The company’s model involves collecting money from investors for entrepreneurs who want to start a small business. Blossom does not distribute the funds to business owners directly, but works through an intermediary or a local microfinance institution. After a 12-month investment cycle, Blossom collects profits from the microfinance institutions and distributes them to the investors.
Bitcoin Rise
Due to Indonesia’s large underbanked population, Bitcoin is expected to gain significant traction as consumers bypass banks and other financial institutions. World Bank inclusion data from 2014 put the percentage of people above 15 years of age in Indonesia with a financial account at 36%, up from 20% in 2011 and the percentage with a loan from a financial institution at 13%. This compares poorly with regional peers, with more than two-thirds of the population in East Asia and the Pacific having an account. Artabit, a US and Indonesian start-up, is tapping into the market by combining payment solutions using the Bitcoin network. One use of its products is for remittance services. Hong Kong-based Bitspark joined forces with Artabit to provide a remittance service for Indonesian workers in Hong Kong who want to send money back home.
Important Bits
FinTech also has a natural affinity with e-commerce, easing payment challenges in non-banked areas and populations. Raj Dharmodaran, MasterCard Asia Pacific’s group head for emerging payments, highlighted the importance of having a regulatory framework that supports the growth of digital payments, explaining that a country should have globally standardised regulations conducive to the growth of digital payments.
For now, the government is maintaining a strong stand against Bitcoin. The central bank does not recognise crypto-currencies as legal forms of currency and has even gone so far as to officially warn Indonesians to use them at their own risk. Despite the ban on Bitcoin and other crypto-currencies, the public are embracing the technology and its services, which has enabled a few firms based on cryptocurrencies to survive.

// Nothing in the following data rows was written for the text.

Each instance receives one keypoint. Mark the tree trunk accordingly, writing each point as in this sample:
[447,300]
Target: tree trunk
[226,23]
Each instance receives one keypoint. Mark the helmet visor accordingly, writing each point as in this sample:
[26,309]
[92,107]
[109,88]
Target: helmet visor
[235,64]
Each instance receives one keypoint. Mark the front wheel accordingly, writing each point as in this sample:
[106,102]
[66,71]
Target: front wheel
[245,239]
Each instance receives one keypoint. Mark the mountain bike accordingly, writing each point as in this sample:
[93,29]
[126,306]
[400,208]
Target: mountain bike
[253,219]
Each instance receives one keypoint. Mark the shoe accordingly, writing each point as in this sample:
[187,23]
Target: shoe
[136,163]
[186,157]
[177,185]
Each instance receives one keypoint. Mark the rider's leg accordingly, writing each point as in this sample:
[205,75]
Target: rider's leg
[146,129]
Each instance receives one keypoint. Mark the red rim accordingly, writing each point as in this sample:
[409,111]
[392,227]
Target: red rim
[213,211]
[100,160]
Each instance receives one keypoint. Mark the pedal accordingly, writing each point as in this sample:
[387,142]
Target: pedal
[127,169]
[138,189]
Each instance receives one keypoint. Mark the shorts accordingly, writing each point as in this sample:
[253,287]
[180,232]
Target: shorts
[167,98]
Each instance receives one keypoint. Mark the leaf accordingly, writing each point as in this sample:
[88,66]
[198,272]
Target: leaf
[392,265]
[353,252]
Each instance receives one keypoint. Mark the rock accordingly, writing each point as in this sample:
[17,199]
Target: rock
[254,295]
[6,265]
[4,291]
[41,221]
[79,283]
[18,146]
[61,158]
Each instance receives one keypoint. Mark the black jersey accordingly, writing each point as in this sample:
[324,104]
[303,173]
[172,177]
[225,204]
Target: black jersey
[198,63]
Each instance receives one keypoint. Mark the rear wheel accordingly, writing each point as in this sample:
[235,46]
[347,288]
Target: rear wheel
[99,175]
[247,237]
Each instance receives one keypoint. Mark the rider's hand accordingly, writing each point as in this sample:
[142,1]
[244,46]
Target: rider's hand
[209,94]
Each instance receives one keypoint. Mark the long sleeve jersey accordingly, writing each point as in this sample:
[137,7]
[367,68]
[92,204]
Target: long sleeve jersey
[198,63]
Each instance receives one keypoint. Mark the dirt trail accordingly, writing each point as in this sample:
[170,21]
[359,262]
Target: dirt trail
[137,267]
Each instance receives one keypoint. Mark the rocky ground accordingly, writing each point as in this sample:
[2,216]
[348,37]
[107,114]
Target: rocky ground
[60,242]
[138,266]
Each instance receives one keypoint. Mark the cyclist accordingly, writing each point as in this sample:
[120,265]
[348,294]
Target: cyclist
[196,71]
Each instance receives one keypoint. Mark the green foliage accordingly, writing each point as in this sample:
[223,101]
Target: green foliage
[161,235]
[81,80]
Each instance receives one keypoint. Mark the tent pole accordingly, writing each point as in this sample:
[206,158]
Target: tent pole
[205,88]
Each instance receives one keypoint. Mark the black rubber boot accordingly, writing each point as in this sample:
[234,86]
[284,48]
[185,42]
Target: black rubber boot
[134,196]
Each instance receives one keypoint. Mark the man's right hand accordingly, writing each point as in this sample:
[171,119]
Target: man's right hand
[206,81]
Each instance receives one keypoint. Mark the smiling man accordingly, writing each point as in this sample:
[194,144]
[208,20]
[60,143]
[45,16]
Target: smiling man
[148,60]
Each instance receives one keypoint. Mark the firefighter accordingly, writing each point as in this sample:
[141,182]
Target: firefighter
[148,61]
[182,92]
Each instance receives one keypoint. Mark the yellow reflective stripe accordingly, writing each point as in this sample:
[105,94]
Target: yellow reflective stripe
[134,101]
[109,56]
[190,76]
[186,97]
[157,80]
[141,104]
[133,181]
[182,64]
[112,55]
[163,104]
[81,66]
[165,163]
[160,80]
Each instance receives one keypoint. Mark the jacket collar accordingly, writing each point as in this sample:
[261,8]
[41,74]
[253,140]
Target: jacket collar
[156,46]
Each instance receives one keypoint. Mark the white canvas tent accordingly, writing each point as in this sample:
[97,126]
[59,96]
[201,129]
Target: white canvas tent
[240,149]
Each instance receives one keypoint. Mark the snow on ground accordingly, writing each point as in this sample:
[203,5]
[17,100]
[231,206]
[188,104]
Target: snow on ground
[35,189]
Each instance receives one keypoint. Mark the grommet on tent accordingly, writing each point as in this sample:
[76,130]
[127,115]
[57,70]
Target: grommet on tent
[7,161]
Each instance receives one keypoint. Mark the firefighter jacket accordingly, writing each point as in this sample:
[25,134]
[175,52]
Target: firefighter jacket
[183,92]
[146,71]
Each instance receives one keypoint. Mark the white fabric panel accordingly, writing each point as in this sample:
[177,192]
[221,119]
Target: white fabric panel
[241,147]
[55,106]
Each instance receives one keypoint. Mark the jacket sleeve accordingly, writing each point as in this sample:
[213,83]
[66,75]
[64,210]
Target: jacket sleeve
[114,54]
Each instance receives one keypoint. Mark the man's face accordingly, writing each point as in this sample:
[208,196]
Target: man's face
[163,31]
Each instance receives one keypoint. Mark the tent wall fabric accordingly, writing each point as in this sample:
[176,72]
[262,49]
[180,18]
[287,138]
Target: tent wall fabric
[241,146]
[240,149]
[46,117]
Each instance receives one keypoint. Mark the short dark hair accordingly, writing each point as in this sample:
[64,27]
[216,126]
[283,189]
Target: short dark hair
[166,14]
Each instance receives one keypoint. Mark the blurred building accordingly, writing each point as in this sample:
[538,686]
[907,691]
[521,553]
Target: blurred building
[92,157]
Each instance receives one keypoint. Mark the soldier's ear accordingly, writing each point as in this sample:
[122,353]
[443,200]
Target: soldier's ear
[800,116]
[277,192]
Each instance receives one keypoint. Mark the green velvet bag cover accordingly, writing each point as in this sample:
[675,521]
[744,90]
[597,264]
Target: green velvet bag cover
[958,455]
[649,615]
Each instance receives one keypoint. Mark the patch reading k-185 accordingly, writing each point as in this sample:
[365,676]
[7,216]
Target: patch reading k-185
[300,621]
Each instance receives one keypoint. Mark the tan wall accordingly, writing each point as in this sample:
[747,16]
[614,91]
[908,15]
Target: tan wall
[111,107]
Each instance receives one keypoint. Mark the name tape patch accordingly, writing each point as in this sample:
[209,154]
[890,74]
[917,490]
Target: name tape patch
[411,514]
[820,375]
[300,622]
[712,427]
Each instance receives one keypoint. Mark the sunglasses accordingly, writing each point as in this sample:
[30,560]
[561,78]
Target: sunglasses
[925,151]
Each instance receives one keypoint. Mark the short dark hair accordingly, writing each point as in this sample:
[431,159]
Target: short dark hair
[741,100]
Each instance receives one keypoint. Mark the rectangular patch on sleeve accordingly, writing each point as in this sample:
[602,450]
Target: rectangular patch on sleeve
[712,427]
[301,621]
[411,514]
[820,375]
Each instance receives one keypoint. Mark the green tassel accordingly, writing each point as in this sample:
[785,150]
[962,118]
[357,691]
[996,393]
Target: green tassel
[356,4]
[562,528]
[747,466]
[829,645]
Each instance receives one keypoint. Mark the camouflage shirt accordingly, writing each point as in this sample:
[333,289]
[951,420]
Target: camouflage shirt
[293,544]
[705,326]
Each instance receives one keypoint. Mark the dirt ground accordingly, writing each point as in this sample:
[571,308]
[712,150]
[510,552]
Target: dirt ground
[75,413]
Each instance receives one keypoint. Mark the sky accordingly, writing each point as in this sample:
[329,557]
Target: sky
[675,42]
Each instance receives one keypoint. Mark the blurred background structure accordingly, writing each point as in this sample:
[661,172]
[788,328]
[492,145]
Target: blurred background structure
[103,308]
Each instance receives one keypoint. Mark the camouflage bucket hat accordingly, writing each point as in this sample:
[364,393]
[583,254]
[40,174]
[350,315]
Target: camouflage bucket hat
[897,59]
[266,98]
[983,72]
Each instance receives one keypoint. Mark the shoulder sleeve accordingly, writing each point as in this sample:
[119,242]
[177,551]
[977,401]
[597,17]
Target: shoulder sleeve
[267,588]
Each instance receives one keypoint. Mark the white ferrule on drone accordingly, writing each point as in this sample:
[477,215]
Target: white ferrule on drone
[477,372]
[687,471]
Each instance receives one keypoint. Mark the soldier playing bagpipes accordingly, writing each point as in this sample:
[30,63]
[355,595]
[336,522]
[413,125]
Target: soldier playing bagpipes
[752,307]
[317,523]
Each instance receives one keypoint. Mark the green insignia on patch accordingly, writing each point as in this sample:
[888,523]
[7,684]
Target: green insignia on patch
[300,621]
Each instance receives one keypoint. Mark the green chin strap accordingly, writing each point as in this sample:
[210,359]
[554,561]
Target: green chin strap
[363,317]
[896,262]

Oscar Darmawan, CEO of Bitcoin Indonesia, told TechInAsia.com that each day there are $30, 000-50,000 of bitcoin transactions in the country. Artabit, in addition to pursuing the market for remittances, is offering crypto-currency payment services for ecommerce vendors in Indonesia, with a simple interface that eases integration. Two other companies, Bitcoin Indonesia and BitDoku, are competing as intermediaries between buyers and sellers.
Challenges Remain
Despite the potential for digital payments, some industry participants say that telecoms and transport infrastructure are still lacking. “Given the size of Indonesia, it may take some time before digital payments are widely used for retail e-commerce because the required infrastructure will have to be in place first,” said Dharmodaran.
Indeed, the poor state of transport infrastructure is also an issue for e-retail development, with logistics costs standing at 27% of GDP in Indonesia, according to the World Bank – higher than in regional peers such as Thailand (20%) and Malaysia (13%), while in the US, they run at 9.9%. However, e-commerce is clearly a major growth sector – the logistics firm JNE, for example, receives more than 60% of its total revenue from e-commerce transactions.